In 1999, glucosamine was the top-selling dietary supplement in the United States, with annual sales of US $288 million. It has become an immensely popular dietary supplement around the world.
It has proven itself again and again through its potential for repairing damaged joints and slowing the progression of arthritis.
Since glucosamine works so well for human arthritis, it is natural to ask: ‘What about dog arthritis?’ Is it safe? Is it effective?
The main safety concern comes from animal studies in which large amounts of glucosamine were given to rats and other animals intravenously, for short periods of time. Under these extreme and usual conditions, glucosamine tended to decrease insulin levels and/or induce insulin resistance. When researchers tested humans with large amounts of intravenous glucosamine, the same thing happened. Hence a concern arose that glucosamine could cause diabetes or make diabetes worse.

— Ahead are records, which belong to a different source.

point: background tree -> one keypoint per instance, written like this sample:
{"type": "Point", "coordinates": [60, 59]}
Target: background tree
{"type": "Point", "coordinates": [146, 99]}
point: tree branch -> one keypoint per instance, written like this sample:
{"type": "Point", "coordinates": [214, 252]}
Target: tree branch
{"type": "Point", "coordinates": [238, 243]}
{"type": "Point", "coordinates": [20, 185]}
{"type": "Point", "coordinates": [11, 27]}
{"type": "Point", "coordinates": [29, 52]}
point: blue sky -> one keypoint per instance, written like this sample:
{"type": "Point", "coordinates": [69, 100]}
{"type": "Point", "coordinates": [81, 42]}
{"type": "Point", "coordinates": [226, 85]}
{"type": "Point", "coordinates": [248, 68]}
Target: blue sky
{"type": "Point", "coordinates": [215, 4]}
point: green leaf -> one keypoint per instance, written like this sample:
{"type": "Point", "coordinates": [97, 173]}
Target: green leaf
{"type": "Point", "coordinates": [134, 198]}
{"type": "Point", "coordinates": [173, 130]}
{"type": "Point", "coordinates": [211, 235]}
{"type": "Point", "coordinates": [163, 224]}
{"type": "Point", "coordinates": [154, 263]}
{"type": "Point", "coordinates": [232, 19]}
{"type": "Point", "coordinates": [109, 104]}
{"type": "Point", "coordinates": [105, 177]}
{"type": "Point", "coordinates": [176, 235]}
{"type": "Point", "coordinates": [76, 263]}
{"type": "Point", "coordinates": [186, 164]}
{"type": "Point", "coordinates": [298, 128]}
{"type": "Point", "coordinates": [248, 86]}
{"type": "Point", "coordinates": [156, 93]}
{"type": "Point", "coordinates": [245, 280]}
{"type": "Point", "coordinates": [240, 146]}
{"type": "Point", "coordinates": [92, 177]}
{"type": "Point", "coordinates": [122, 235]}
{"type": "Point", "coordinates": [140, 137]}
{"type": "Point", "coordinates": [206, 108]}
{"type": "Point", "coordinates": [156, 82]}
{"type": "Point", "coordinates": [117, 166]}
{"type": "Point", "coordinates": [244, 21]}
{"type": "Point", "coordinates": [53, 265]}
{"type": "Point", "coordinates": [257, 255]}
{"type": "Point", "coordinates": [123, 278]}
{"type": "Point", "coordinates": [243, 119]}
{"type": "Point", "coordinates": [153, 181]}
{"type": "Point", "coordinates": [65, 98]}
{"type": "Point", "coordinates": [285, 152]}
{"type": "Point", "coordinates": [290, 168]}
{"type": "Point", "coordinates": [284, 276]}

Normal therapeutic doses of glucosamine given orally have never been shown to have an adverse effect on insulin levels, insulin resistance, or blood sugar levels. Even in diabetic rats and type 2 diabetic humans, normal therapeutic doses of glucosamine taken orally have been shown to have no significant effect on insulin, insulin resistance, or blood sugar levels.
Cosequin is the brand name of a glucosamine and chondroitin formulation made to treat dog arthritis, cat arthritis, and horse arthritis. It is taken orally and appears to have an excellent safety record.
Cosequin has been seen to have an excellent safety profile. In safety studies, Cosequin given at twice label recommended levels for 30 days in healthy dogs had no adverse effects on blood sugar levels. No clinically significant effects were seen on any biochemical parameter in these studies.
Although no change in blood sugar control would be expected for a diabetic dog, as with the addition of anything new to a diabetic’s regimen, it is advisable to monitor closely.